Cuatro años más tarde llegó el del Día del Padre. Rusia 2018. Domingo 17 de junio, nadie iba a verlo porque era contra Alemania, el campeón del mundo. Minuto 35 en Luzhniki, contra de México, Javier Hernández abre para “Chucky” Lozano por izquierda, recorta a Boateng y define cruzado. Gol de Lozano a Alemania. Le ganamos 1-0 a Alemania. Todos gritando. Todo el país gritando. Luego le ganamos 2-1 a Corea, perdimos 0-3 contra Suecia y pasamos porque Corea le ganó a Alemania. Festejamos la derrota ajena. Y en Octavos, en Samara, Brasil nos ganó 2-0. Séptimo Mundial consecutivo perdiendo en Octavos.
Luego vino el raro, el que no fue en verano. Qatar, hasta noviembre por el calor del desierto. Nos tocó verlo con suéter, y todavía “pan de muerto”, pero con chela helada. Era el equipo del “Tata” Martino, sin gol.
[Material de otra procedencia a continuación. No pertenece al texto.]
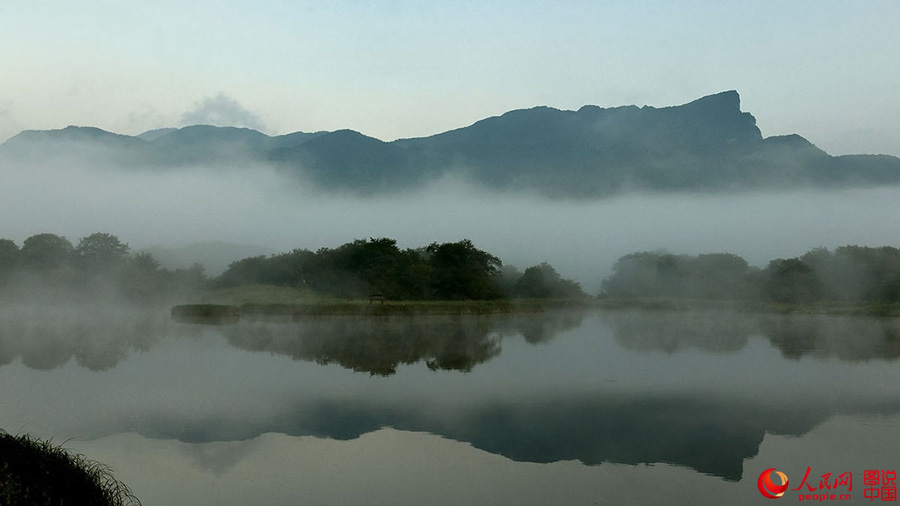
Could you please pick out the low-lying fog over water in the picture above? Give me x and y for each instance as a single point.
(265, 211)
(571, 407)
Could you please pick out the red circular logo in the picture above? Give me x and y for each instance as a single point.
(767, 486)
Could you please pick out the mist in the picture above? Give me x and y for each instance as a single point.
(260, 207)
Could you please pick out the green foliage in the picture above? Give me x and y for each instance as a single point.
(460, 271)
(101, 251)
(46, 252)
(37, 473)
(660, 274)
(450, 271)
(100, 260)
(543, 282)
(849, 274)
(792, 280)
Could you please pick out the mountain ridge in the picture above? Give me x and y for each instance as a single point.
(707, 144)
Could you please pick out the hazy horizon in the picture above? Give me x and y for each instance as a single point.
(397, 70)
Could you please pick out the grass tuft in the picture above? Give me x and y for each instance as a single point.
(35, 472)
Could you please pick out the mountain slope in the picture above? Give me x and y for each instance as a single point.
(705, 145)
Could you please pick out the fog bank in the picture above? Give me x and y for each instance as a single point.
(581, 238)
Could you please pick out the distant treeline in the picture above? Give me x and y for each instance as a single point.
(358, 269)
(855, 274)
(98, 261)
(447, 271)
(459, 271)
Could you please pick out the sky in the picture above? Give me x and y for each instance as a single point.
(822, 68)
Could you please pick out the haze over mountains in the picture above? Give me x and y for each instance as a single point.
(707, 145)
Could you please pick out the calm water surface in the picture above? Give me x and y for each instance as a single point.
(610, 407)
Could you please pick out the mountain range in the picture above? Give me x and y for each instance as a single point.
(705, 145)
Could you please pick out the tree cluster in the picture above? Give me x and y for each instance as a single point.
(855, 274)
(98, 259)
(445, 271)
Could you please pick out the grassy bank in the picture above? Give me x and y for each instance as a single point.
(272, 300)
(34, 472)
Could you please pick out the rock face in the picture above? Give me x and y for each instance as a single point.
(705, 145)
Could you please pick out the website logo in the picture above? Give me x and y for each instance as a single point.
(767, 486)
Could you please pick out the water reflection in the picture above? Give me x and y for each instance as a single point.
(847, 338)
(98, 337)
(695, 389)
(378, 345)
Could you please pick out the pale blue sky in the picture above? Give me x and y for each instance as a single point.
(825, 69)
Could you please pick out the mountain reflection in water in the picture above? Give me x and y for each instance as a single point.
(613, 386)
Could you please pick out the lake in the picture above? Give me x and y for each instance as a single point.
(563, 407)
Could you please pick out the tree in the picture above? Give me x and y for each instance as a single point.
(792, 280)
(461, 271)
(9, 258)
(101, 251)
(543, 282)
(46, 252)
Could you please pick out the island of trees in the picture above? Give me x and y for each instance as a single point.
(460, 271)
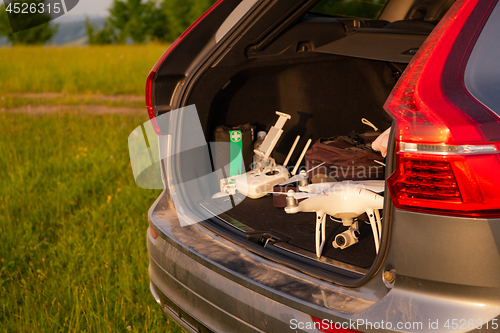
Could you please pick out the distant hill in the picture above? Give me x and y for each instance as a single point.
(71, 30)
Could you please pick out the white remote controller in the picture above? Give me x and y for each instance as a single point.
(256, 184)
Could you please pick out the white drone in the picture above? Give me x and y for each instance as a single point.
(343, 200)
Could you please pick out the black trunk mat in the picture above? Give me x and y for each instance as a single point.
(260, 214)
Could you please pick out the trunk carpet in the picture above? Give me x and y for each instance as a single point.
(260, 214)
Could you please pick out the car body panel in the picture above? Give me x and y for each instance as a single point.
(221, 285)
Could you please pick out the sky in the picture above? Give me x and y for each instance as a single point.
(91, 8)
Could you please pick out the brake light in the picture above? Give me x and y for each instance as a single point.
(150, 79)
(331, 327)
(447, 143)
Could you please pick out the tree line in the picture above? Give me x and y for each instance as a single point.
(139, 21)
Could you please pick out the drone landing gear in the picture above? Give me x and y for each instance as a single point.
(320, 232)
(376, 225)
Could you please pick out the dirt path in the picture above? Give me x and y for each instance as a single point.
(90, 109)
(78, 104)
(104, 98)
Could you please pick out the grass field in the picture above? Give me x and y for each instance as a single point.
(73, 223)
(108, 70)
(72, 227)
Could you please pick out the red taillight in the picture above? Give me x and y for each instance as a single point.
(447, 143)
(149, 81)
(331, 327)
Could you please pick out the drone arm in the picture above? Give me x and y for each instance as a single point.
(370, 213)
(320, 232)
(379, 223)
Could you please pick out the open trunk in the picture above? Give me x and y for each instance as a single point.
(325, 74)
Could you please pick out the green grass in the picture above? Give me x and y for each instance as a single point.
(9, 101)
(73, 227)
(108, 70)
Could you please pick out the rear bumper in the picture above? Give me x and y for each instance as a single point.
(206, 283)
(250, 312)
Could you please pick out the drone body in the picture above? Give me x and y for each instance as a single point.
(345, 201)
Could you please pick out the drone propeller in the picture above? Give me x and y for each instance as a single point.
(298, 195)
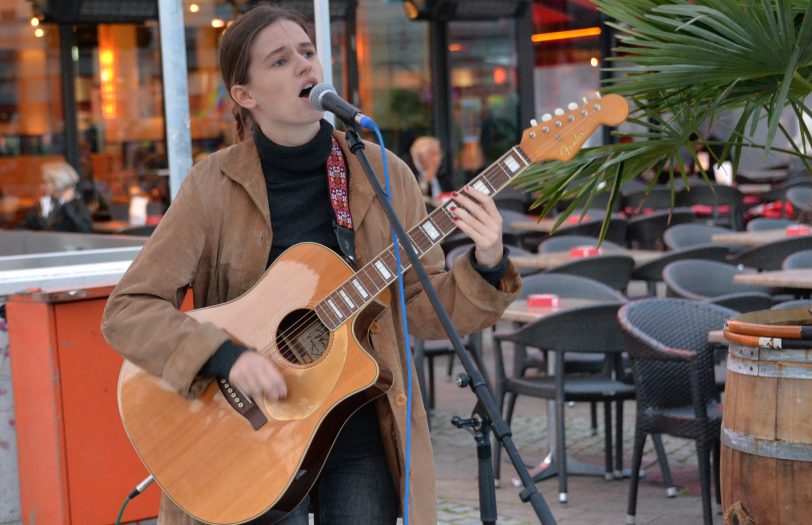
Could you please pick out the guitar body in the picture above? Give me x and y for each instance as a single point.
(205, 455)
Memo Ochoa atajándole un penal a Lewandowski contra Polonia para el 0-0, luego sin tirar a portería contra Argentina, 2-0 con goles de Messi y Enzo, y el último contra Arabia, necesitábamos tres goles, metimos dos, de Henry Martín y un golazo de tiro libre de Luis Chávez, estábamos a un gol y en el 90+5 Arabia nos hizo el 2-1. Por primera vez desde 1978, México no calificó a Octavos.
Treinta y dos años después, volvió a donde empezó todo. Partido inaugural el 11 de junio en el Azteca. Otra vez México contra Sudáfrica, como en 2010. México se convirtió en el país con más partidos inaugurales en la historia y el Azteca en el estadio con más partidos mundialistas en la historia.
Le ganamos a Sudáfrica 1-0, pero sin convencer. Equipo nervioso. El segundo, contra Corea del Sur en Guadalajara, 1-0, generó dudas. El tercero, contra Chequia en el Azteca, por fin convenció y goleó, 3-0.
Con el nuevo formato de 48 equipos, pasamos a Dieciseisavos. Nos tocó Ecuador en la Ciudad de México. Un partidazo. Dijeron los sudamericanos que nos iban a sacar. Les ganamos 2-0, con el Azteca temblando.
Y luego llegó Inglaterra. Octavos de Final. Nos ganaron 3-2. Sin polémica, sin No Era Penal, sin golazo de último minuto. Nos ganaron bien, con un inglés menos.
Nos fuimos otra vez antes del sexto partido, el famoso quinto del antiguo formato. En nuestra casa. Con el Azteca lleno. Y por primera vez no sentí coraje. Sólo sentí que se cerró el círculo. Que empecé viendo a México perder en penales contra Bulgaria en Nueva Jersey y terminé viéndolo perder contra Inglaterra en Ciudad de México, habiendo sido anfitrión.
La misma historia, contada por un niño con la cara pintada bajo la llovizna, o por un adulto en chanclas con una cerveza en la mano. La historia es la misma.